Being Seen

Winter-2020 (7)

Once again, my body is sore today. This time with added nausea and sufficient back pain to keep me from being in one position for very long. With this energy, I chose to go to the beach and record some songs. It’s an experiment in being seen, feeling into what it was to be recorded, and hopefully if I summon the courage, to post it ‘online’. I feel excited about the prospect of extending my experimentations out into (and around) the public eye. To really test and hone my lightworker personae, my liminality, my non-clinging ego. Maybe these words will follow. My little secret world of art-making, writing and now singing is about to be exposed to the winds of the anonymous, fear-driven world of trolls and critics, and I walk boldly into this pool of sharks to see how protected my limbs really are.

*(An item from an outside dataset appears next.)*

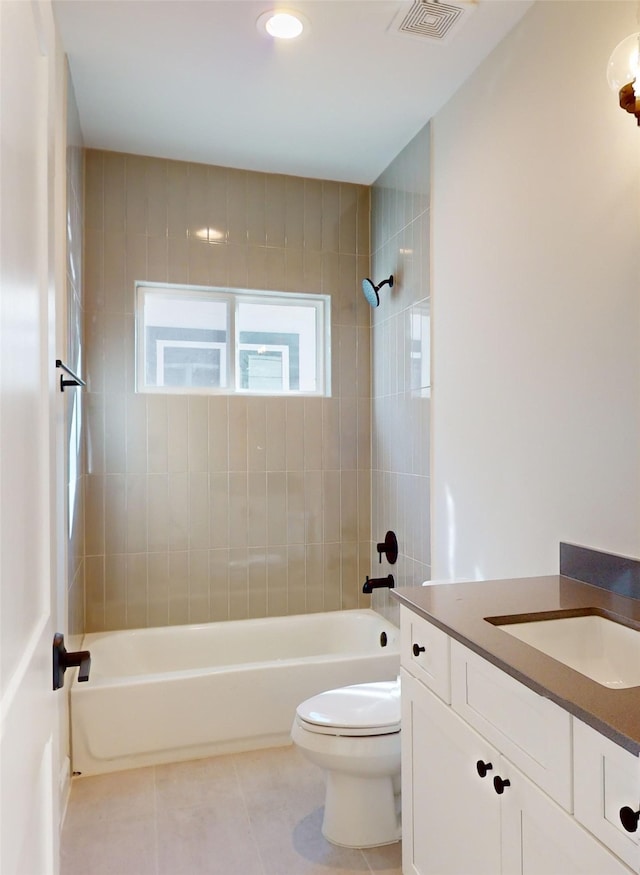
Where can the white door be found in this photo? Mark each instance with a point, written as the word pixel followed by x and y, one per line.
pixel 29 755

So maybe I am peppering this relatively normal act with drama and exaggerated sensationalism, but for me, it is a big deal. I recall when I began feeling icky at being seen on social media, and the criticisms by others. I questioned why should I be seen at all, why not blend in and say nothing, for it was super comfy, easy and conflict-free. Plus, it was all ego right? Everyone who put out anything online was just needing to fill their empty void inside, to get the love they felt they never got as children from the likes and comments of total strangers. Validation. Recognition. Love?

It was easy, then, to go offline, to unplug myself from the ick and learn how to see myself. I have come a long way, a fucking long way, and now I feel a lingering longing to share with others. Not to grab from others, steal love, demand praise, but to share. It feels different somehow, a call to support and share the things that helped me break out of my cycles of perpetual drama, loneliness, depression, fear and despair.

However. This week I have come to realise that there aren’t too many ways I can do this right now. My body has moments of unwellness, which seem somewhat predictably cyclical, and yet each time I feel shocked and surprised. It doesn’t fit in with my reality, even now, two years after this all started. Day 12 of my cycle is when it usually hits, with aching lower back and hip joints, tricky digestion and mild nausea. Fatigue off and on, and inflamed tummy are pretty usual. Anyway, the point is, that I am finding it a challenge with this flare up to commit to anything regular, like being of support to a client, or holding a workshop etc. As it can happen that my body can flare up like this at any point. So little snippets and spontaneous outbursts of support are what I have to give currently.

I guess that is a belief that is also holding me back from stepping out. I haven’t yet accepted this unwellness, as it hasn’t got a name. It disappears so quickly, and I’ve not yet managed to truly capture how incapacitating it is, as I surrender to it rather than look to record it, then move on in relief once my mobility returns. If I had a name for my unwellness, I could tell others to prepare for it when taking on commitments, rather than using it as an excuse when it comes up when I unconsciously don’t feel up to a task. I’m not even sure if this illness is my body’s way of responding to my ego’s fear of living a full life with all the pain, conflict and responsibility included in it. I want this to change, but do I really? I want to face my fears, but I really don’t. I guess what I’m saying is that I’m internally conflicted.

Enough already, you’re going around in circles.

Having a body is hard. Having a mind is impossibly hard. All I can do is embrace this present moment for whatever it brings, regardless of what my mind is craving or pushing away. There are so many lessons I am learning through being unwell, and I hold the belief that once the lessons have been learnt, the wellness will return.